И вот теперь оказалось, что все затруднения разрешились сами собой. Девочка застала мадемуазель неодетой и даже непричёсанной, что позволяла себе Бабет исключительно редко, разве что во дни горестных женских недомоганий. На кровати сморщенными трупиками лежали оба платья, палевое и жёлтое в цветочек.

– Можно, Бабетик? – с порога выкрикнула Софи, тотчас вспомнила о необходимости держать себя с большим достоинством и спокойным, с некоторой даже грустью голосом продолжила: – Можешь надевать любое из платьев.

Понаблюдав за чинным, по степени торжественности напоминавшим церковную церемонию облачением Бабет в палевое платье, девочка не удержалась:

– До чего же ты красивая, Бабетик!

С тех пор как неснимаемо девочке под платье был одет этот невыносимо жуткий корсет Теодора Хайнца, маленькая принцесса пропорционально степени собственной униженности (поскольку этот корсет доставлял не столько неудобство, как именно чувство глубочайшего унижения) склонна была угадывать красоту в самых подчас фрагментарных проявлениях. И если бы кто сказал девочке, что полная, рыхлая телом, плоскогрудая Элизабет не должна носить палевого цвета вообще, а платьев с таким лифом в частности, – Софи не смогла бы поверить в искренность подобного рода слов.

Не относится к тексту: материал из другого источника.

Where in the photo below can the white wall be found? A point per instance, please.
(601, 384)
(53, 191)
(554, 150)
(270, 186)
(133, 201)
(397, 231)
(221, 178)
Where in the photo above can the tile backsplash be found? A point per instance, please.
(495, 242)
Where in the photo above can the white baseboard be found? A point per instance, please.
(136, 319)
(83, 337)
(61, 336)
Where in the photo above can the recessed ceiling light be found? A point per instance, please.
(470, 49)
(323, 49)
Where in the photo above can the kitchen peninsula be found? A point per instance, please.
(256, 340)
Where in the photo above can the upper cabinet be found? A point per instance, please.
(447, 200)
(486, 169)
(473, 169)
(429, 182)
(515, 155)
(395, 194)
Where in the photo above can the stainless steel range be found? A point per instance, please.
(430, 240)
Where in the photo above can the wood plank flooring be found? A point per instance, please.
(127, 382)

   – Когда ты так говоришь, у меня слов нет... – Мадемуазель обняла девочку за плечи и прочувствованно поцеловала в губы. – Поправишься, и тогда я сошью тебе ещё лучшее платье.

   – Правда? – с надеждой спросила Фике. – Нет, всё же ты очень и очень красивая. Почитай мне что-нибудь.

   – Например?

   – Мольера, конечно. Ты же знаешь...

   – Во-первых, почему это «конечно»? И потом, я начну читать, ты опять будешь хихикать. Ты всегда хихикаешь. А тут, понимаешь, такое горе.

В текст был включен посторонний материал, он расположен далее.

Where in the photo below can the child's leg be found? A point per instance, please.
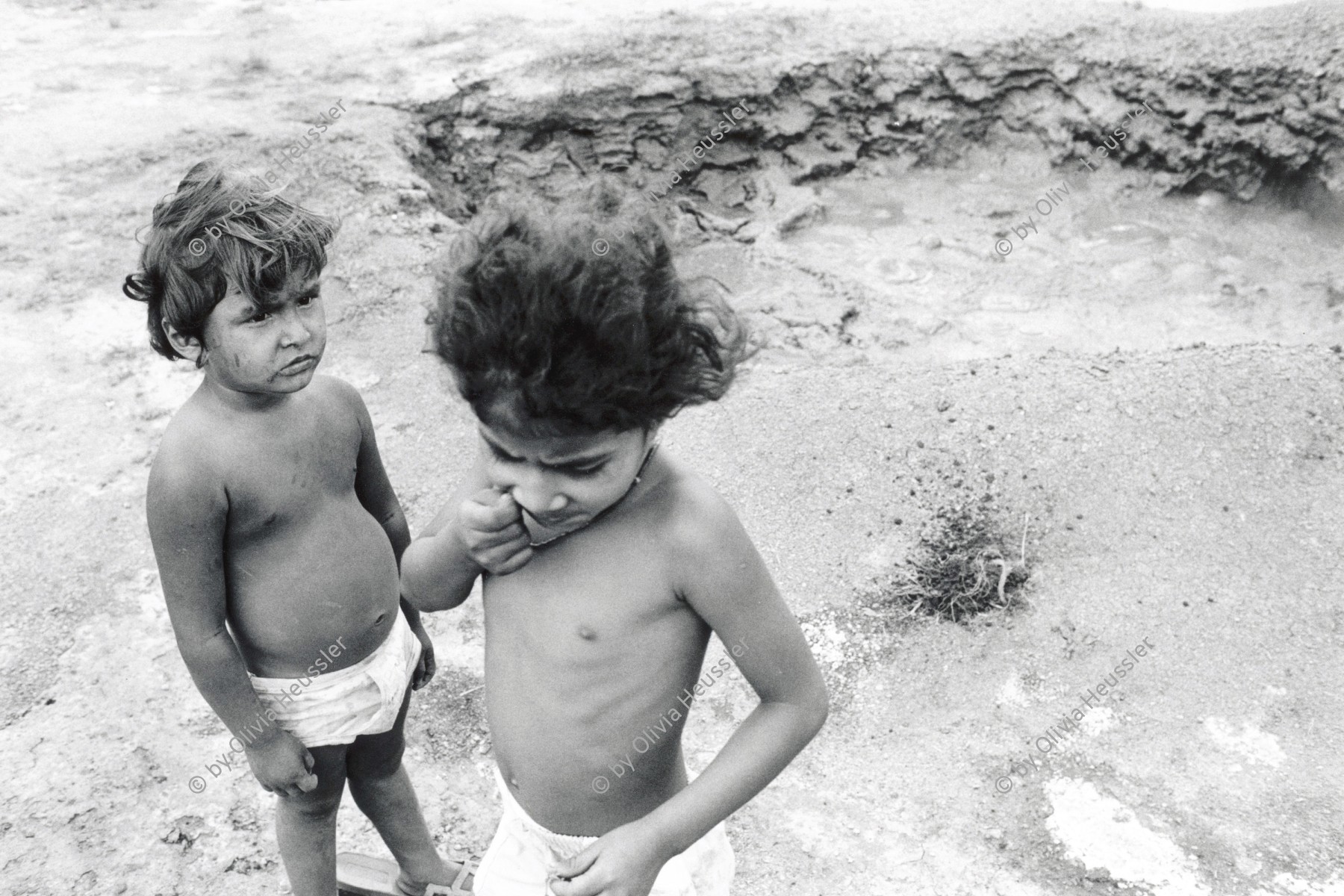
(383, 793)
(305, 827)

   – Горе? – переспросила девочка. – А, ну да, конечно. Тогда я не буду хихикать. Почитай, а?

   – Ладно. – Бабет направилась к миниатюрной книжной полке. – Дверь закрой.

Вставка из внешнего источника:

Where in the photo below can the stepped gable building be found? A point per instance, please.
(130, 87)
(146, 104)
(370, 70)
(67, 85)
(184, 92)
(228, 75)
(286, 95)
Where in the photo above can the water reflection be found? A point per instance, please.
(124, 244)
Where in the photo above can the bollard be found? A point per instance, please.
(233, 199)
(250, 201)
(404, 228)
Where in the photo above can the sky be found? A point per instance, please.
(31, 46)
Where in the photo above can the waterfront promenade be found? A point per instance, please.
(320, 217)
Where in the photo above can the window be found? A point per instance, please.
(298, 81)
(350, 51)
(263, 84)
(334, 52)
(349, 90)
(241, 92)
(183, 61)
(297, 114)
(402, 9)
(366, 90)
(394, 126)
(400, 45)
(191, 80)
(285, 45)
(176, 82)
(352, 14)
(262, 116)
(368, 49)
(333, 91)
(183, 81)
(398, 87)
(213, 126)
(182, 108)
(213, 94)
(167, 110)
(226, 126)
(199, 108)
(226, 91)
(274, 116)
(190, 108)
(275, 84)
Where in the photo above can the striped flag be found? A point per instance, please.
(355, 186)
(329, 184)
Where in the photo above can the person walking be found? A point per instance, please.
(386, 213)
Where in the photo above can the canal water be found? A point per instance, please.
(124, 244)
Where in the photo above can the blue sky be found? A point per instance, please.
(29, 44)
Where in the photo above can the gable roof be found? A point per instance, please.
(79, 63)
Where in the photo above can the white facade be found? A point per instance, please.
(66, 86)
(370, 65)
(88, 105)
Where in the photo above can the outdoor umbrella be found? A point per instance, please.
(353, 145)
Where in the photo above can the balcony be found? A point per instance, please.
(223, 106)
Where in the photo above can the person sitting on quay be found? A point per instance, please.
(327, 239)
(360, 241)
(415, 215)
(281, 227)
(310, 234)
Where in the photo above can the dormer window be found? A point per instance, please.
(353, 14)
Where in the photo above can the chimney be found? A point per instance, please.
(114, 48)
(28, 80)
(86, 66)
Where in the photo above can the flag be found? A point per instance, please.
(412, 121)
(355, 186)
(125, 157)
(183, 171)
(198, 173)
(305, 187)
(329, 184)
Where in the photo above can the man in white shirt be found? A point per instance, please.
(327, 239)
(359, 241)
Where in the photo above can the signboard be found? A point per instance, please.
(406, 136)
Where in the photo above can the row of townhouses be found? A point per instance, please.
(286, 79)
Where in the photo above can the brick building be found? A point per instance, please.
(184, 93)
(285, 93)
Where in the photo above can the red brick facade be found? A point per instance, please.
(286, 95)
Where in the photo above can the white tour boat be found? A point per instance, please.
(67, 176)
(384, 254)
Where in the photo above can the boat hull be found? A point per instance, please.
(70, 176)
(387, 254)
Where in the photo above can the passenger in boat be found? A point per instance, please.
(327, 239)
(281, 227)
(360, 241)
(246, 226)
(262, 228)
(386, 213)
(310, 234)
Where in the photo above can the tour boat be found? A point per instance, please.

С некоторых пор мадемуазель приучала девочку, где бы они ни находились, во время чтения вслух закрывать дверь на ключ. Формальный предлог был: чтобы не мешали посторонние; Софи привыкла и, как правило, без напоминаний сама поворачивала ключ. Что и требовалось Элизабет; привыкание и естественность.

Кардель знала, что на самую высокую гору можно забраться самыми маленькими шагами. Если только идти без остановки.